ISO 22000:2005 Food Safety Management System:

ISO Consultants provide ISO 22000:2005 Food Safety Management Systems certification requirements for any organization in the food chain, it is an international standard which defines the requirements of a food safety management system covering all organizations in the food chain, including catering and packaging companies.

Key elements of the standard includes Interactive communication, System management, Control of food safety hazards through pre-requisite programmes and HACCP plans, continual improvement and updating of the management system.

This latest Standard from ISO, specifically developed for Food Safety, addresses all links in the food chain right from food growers, processors, transporters, handlers and warehouses, to even food equipment makers.

The ISO 22000 is intended to ensure that there are no weak links in the entire food supply chain. The ISO 22000 specifies the requirements for a food safety management system in the food chain. It is needed by the Organization to demonstrate its ability to control food safety hazards in order to provide consistently safe end products that meet both the requirements of the customer and complies with applicable food safety regulations. While ISO 22000's main difference from other standards lies in its scope and international applicability, it also differs from standards such as BRC and IFS, in that it does not offer a prescriptive list of requirements for good practice.

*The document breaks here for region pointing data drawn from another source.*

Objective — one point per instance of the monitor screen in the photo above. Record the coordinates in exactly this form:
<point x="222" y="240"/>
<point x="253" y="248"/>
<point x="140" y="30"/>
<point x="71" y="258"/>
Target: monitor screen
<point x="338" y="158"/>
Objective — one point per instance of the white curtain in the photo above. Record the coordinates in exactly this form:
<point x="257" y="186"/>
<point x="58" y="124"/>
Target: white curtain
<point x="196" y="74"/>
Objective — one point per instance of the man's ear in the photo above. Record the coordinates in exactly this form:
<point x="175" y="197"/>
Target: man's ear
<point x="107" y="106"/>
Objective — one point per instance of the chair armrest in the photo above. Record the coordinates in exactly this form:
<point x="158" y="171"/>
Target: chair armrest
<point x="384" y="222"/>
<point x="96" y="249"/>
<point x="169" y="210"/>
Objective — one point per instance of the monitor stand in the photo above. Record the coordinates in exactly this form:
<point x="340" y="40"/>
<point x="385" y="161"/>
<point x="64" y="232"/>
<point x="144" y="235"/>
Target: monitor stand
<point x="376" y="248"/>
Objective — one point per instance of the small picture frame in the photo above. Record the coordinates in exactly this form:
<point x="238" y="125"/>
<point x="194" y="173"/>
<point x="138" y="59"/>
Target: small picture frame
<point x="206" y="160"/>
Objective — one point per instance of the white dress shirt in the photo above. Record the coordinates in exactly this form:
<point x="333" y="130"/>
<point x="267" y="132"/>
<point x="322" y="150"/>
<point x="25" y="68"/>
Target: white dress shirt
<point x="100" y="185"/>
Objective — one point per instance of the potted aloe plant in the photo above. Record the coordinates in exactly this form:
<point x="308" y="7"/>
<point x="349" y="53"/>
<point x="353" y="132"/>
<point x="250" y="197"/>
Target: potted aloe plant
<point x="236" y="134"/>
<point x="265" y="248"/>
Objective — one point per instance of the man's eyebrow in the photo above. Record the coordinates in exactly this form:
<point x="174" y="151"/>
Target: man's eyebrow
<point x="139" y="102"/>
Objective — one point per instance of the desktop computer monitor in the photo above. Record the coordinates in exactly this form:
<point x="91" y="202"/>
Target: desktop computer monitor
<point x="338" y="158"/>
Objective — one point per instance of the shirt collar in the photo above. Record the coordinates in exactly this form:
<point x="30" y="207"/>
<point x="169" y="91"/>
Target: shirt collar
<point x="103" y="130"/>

Instead, in acknowledgement of the fact that it would be impossible to name all requirements for all types of food businesses, it puts the onus on the food company to define the best practice that is most relevant to it. One of the benefits of running ISO 22000 is that it offers synergies to companies who have already implemented other ISO management systems. For example, ISO 22000 uses the same systematic approach as ISO 9001 and the ISO 14001 Environmental Management System standard, making it easy to incorporate it into an integrated risk-based management system.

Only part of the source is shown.